Reputation: 66
I'm new to lucene so I don't know if it is possible, but I have an index and I would like to get the total amount of phrases in a subset of the index(the subset is defined by a filter). I can use FilteredQuery with my Filter and a PhraseQuery to search for the phrase and thus I can count the documents in which this phrase occurs, but I can't seem to find a way to count the number of matches per document as well.
Upvotes: 2
Views: 969
Reputation: 25150
You can do this, see LUCENE-2590 for details.
For example code you can look at the unit tests for this feature.

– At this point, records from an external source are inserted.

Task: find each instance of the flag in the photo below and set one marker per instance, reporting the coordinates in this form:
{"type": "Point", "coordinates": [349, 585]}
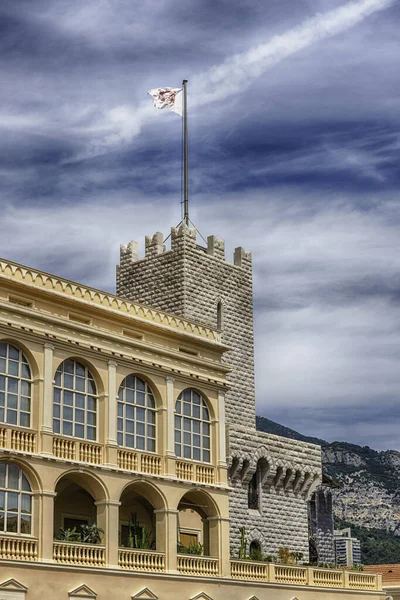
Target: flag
{"type": "Point", "coordinates": [167, 99]}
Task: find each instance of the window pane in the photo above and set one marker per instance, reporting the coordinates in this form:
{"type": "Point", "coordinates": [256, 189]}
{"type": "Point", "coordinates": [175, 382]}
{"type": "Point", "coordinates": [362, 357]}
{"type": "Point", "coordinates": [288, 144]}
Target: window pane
{"type": "Point", "coordinates": [12, 401]}
{"type": "Point", "coordinates": [25, 388]}
{"type": "Point", "coordinates": [25, 483]}
{"type": "Point", "coordinates": [25, 524]}
{"type": "Point", "coordinates": [13, 353]}
{"type": "Point", "coordinates": [25, 404]}
{"type": "Point", "coordinates": [12, 417]}
{"type": "Point", "coordinates": [25, 371]}
{"type": "Point", "coordinates": [26, 504]}
{"type": "Point", "coordinates": [12, 502]}
{"type": "Point", "coordinates": [79, 431]}
{"type": "Point", "coordinates": [24, 419]}
{"type": "Point", "coordinates": [12, 522]}
{"type": "Point", "coordinates": [67, 428]}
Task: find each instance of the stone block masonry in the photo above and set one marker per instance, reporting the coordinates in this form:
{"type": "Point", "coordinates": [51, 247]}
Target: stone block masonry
{"type": "Point", "coordinates": [198, 284]}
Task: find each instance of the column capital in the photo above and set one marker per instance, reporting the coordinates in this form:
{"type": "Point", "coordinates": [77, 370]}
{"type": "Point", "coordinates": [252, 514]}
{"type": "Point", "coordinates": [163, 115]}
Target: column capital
{"type": "Point", "coordinates": [107, 503]}
{"type": "Point", "coordinates": [166, 511]}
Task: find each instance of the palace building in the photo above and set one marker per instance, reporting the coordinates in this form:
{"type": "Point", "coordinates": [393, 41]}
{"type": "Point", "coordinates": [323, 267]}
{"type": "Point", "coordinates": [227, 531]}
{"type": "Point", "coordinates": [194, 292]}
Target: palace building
{"type": "Point", "coordinates": [130, 464]}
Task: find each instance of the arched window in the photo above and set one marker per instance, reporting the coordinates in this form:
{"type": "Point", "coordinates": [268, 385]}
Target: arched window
{"type": "Point", "coordinates": [75, 401]}
{"type": "Point", "coordinates": [15, 387]}
{"type": "Point", "coordinates": [15, 500]}
{"type": "Point", "coordinates": [219, 315]}
{"type": "Point", "coordinates": [192, 427]}
{"type": "Point", "coordinates": [136, 426]}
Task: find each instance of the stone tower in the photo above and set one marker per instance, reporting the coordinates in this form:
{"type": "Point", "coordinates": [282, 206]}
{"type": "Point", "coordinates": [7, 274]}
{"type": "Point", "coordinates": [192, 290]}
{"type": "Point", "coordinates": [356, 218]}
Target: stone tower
{"type": "Point", "coordinates": [271, 477]}
{"type": "Point", "coordinates": [197, 283]}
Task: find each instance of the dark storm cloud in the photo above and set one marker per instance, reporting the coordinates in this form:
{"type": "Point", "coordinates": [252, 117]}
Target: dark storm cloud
{"type": "Point", "coordinates": [295, 139]}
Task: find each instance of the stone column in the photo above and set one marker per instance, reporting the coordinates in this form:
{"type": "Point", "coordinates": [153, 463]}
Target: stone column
{"type": "Point", "coordinates": [166, 536]}
{"type": "Point", "coordinates": [222, 466]}
{"type": "Point", "coordinates": [45, 523]}
{"type": "Point", "coordinates": [219, 543]}
{"type": "Point", "coordinates": [108, 519]}
{"type": "Point", "coordinates": [47, 413]}
{"type": "Point", "coordinates": [111, 439]}
{"type": "Point", "coordinates": [170, 428]}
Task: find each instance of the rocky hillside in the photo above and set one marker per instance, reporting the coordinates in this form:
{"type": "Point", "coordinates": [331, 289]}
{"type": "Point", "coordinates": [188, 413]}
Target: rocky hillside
{"type": "Point", "coordinates": [370, 481]}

I've copied the relevant code for phrase searchers below,
This is the collector,
private static class CountingCollector extends Collector {
private final Collector other;
private int docBase;
public final Map<Integer, Map<Query, Float>> docCounts = new HashMap<Integer, Map<Query, Float>>();
private final Map<Query, Scorer> subScorers = new HashMap<Query, Scorer>();
private final ScorerVisitor<Query, Query, Scorer> visitor = new MockScorerVisitor();
private final EnumSet<Occur> collect;
private class MockScorerVisitor extends ScorerVisitor<Query, Query, Scorer> {
@Override
public void visitOptional(Query parent, Query child, Scorer scorer) {
if (collect.contains(Occur.SHOULD))
subScorers.put(child, scorer);
}
@Override
public void visitProhibited(Query parent, Query child, Scorer scorer) {
if (collect.contains(Occur.MUST_NOT))
subScorers.put(child, scorer);
}
@Override
public void visitRequired(Query parent, Query child, Scorer scorer) {
if (collect.contains(Occur.MUST))
subScorers.put(child, scorer);
}
}
public CountingCollector(Collector other) {
this(other, EnumSet.allOf(Occur.class));
}
public CountingCollector(Collector other, EnumSet<Occur> collect) {
this.other = other;
this.collect = collect;
}
@Override
public void setScorer(Scorer scorer) throws IOException {
other.setScorer(scorer);
scorer.visitScorers(visitor);
}
@Override
public void collect(int doc) throws IOException {
final Map<Query, Float> freqs = new HashMap<Query, Float>();
for (Map.Entry<Query, Scorer> ent : subScorers.entrySet()) {
Scorer value = ent.getValue();
int matchId = value.docID();
freqs.put(ent.getKey(), matchId == doc ? value.freq() : 0.0f);
}
docCounts.put(doc + docBase, freqs);
other.collect(doc);
}
@Override
public void setNextReader(IndexReader reader, int docBase)
throws IOException {
this.docBase = docBase;
other.setNextReader(reader, docBase);
}
@Override
public boolean acceptsDocsOutOfOrder() {
return other.acceptsDocsOutOfOrder();
}
}
The unit test is,
@Test
public void testPhraseQuery() throws Exception {
PhraseQuery q = new PhraseQuery();
q.add(new Term("f", "b"));
q.add(new Term("f", "c"));
CountingCollector c = new CountingCollector(TopScoreDocCollector.create(10,
true));
s.search(q, null, c);
final int maxDocs = s.maxDoc();
assertEquals(maxDocs, c.docCounts.size());
for (int i = 0; i < maxDocs; i++) {
Map<Query, Float> doc0 = c.docCounts.get(i);
assertEquals(1, doc0.size());
assertEquals(2.0F, doc0.get(q), FLOAT_TOLERANCE);
Map<Query, Float> doc1 = c.docCounts.get(++i);
assertEquals(1, doc1.size());
assertEquals(1.0F, doc1.get(q), FLOAT_TOLERANCE);
}
}
Upvotes: 3